Re: [PATCH v4 6/8] string: introduce memcpy_streaming() helpers

From: Li Zhe

Date: Tue Jun 09 2026 - 08:02:34 EST

On Sun, 7 Jun 2026 12:08:04 -0700, bp@xxxxxxxxx wrote:

> On Wed, Jun 03, 2026 at 04:01:50PM +0800, Li Zhe wrote:
> > Introduce a generic memcpy_streaming() interface for write-once copy
> > sites that can fall back to memcpy() when no architecture-specific
> > optimization is available, or when an architecture-specific backend
> > cannot safely handle a given transfer.
> >
> > Add memcpy_streaming_drain() alongside it so callers can separate the
> > copy primitive from any required ordering point. On x86, use
> > memcpy_flushcache() and sfence only for aligned transfers that can stay
> > entirely on the non-temporal store path; otherwise fall back to memcpy()
>
> So you throwing "streaming", "non-temporal" and "flush-cache" wildly around
> here and this is adding unnecessary confusion where it shouldn't. I'd suggest
> you stick to "non-temporal" which you can abbreviate short'n'sweet to "nt" and
> that's it. Keep it simple.

Thanks for the review. Will switch to nt-based naming in next revision.

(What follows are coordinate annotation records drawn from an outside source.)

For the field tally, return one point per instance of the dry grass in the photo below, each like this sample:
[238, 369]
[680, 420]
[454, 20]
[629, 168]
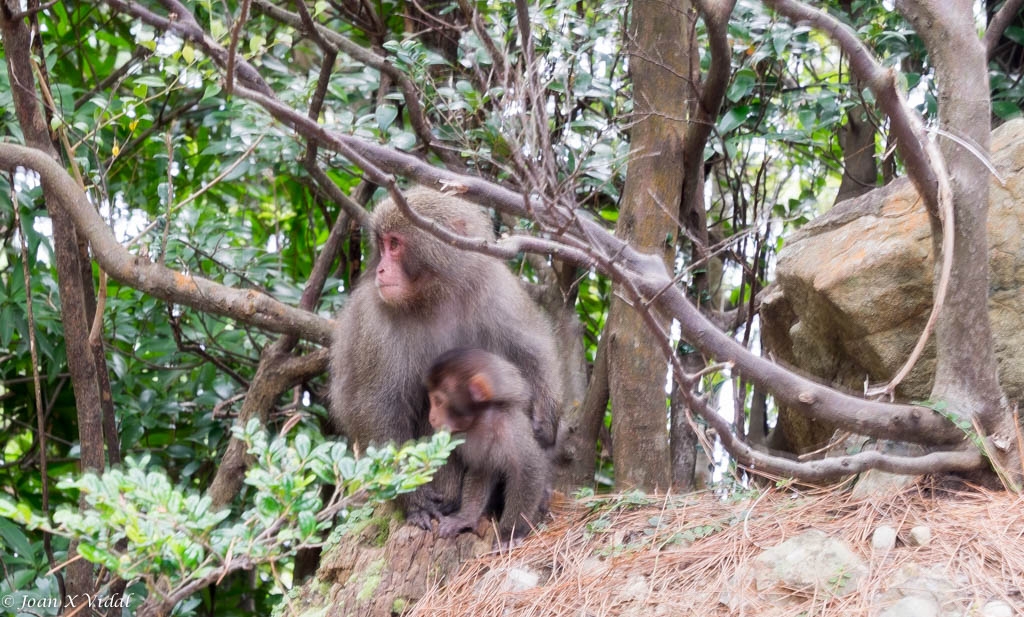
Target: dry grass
[677, 556]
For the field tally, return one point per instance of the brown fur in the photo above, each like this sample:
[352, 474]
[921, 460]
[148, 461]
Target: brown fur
[381, 353]
[483, 398]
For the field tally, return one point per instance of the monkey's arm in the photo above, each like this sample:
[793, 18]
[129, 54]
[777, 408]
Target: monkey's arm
[537, 361]
[525, 488]
[475, 494]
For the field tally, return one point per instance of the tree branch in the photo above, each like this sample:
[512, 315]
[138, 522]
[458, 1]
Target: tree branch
[248, 306]
[998, 24]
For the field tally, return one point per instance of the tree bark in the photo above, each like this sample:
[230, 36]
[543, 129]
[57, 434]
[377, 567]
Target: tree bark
[659, 58]
[74, 276]
[966, 370]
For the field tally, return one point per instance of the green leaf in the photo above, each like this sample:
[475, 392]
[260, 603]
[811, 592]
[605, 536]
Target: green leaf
[385, 117]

> > so the generic API does not expose flushcache semantics on cached
> > head/tail fragments.
> >
> > Callers are responsible for invoking memcpy_streaming_drain() before
> > later normal stores that must be ordered after the streaming copy.
> >
> > Signed-off-by: Li Zhe <lizhe.67@xxxxxxxxxxxxx>
> > ---
> > arch/x86/include/asm/string_64.h | 32 ++++++++++++++++++++++++++++++++
> > include/linux/string.h | 20 ++++++++++++++++++++
> > 2 files changed, 52 insertions(+)
> >
> > diff --git a/arch/x86/include/asm/string_64.h b/arch/x86/include/asm/string_64.h
> > index 4635616863f5..aee63108577f 100644
> > --- a/arch/x86/include/asm/string_64.h
> > +++ b/arch/x86/include/asm/string_64.h
>
> There's arch/x86/include/asm/string.h. Why are those here, in the _64 variant?

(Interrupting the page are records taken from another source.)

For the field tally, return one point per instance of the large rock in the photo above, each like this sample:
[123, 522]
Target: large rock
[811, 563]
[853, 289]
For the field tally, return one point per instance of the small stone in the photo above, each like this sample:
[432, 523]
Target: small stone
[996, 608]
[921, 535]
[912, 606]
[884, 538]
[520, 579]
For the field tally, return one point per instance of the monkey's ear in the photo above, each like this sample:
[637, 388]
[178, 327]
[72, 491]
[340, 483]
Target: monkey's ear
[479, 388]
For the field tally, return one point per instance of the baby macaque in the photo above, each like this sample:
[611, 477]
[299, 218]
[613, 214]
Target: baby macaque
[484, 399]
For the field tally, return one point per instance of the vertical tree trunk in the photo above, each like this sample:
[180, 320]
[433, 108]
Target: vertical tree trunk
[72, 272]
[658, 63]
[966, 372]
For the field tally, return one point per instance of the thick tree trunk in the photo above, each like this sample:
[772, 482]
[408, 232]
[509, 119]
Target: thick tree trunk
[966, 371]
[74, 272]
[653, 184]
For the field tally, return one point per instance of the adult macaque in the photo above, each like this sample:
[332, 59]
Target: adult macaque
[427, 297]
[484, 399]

The current placement was meant to reflect that the x86 implementation
here is really just a thin wrapper around the existing
memcpy_flushcache() backend, and that backend is x86_64-only today.

On x86, CONFIG_ARCH_HAS_UACCESS_FLUSHCACHE is selected only for X86_64,
so a 32-bit build would still need to fall back to the generic
memcpy()-based implementation anyway. Keeping it in string_64.h made
that backend dependency explicit.

That said, I see your layering point. If arch/x86/include/asm/string.h
is the preferred place for the arch-visible wrapper, I can move the
wrapper there in the next revision while keeping the x86_64-specific
implementation details in string_64.h.

> > @@ -4,6 +4,7 @@
> >
> > #ifdef __KERNEL__
> > #include <linux/jump_label.h>
> > +#include <linux/align.h>
> >
> > /* Written 2002 by Andi Kleen */
> >
> > @@ -100,6 +101,37 @@ static __always_inline void memcpy_flushcache(void *dst, const void *src, size_t
> > }
> > __memcpy_flushcache(dst, src, cnt);
> > }
> > +
> > +/*
> > + * Only map memcpy_streaming() to memcpy_flushcache() when the destination
> > + * is already 8-byte aligned and the size can be handled without cached
> > + * head/tail fragments in __memcpy_flushcache().
> > + */
> > +static __always_inline bool memcpy_flushcache_nt_safe(const void *dst,
> > + size_t cnt)
>
> This is checking alignment. Then call it that.
>
> > +{
> > + unsigned long d = (unsigned long)dst;
>
> Useless.
>
> > +
> > + return cnt && IS_ALIGNED(d, 8) && IS_ALIGNED(cnt, 4);
> > +}
>
> AFAICT, this helper is used only once. Zap it completely.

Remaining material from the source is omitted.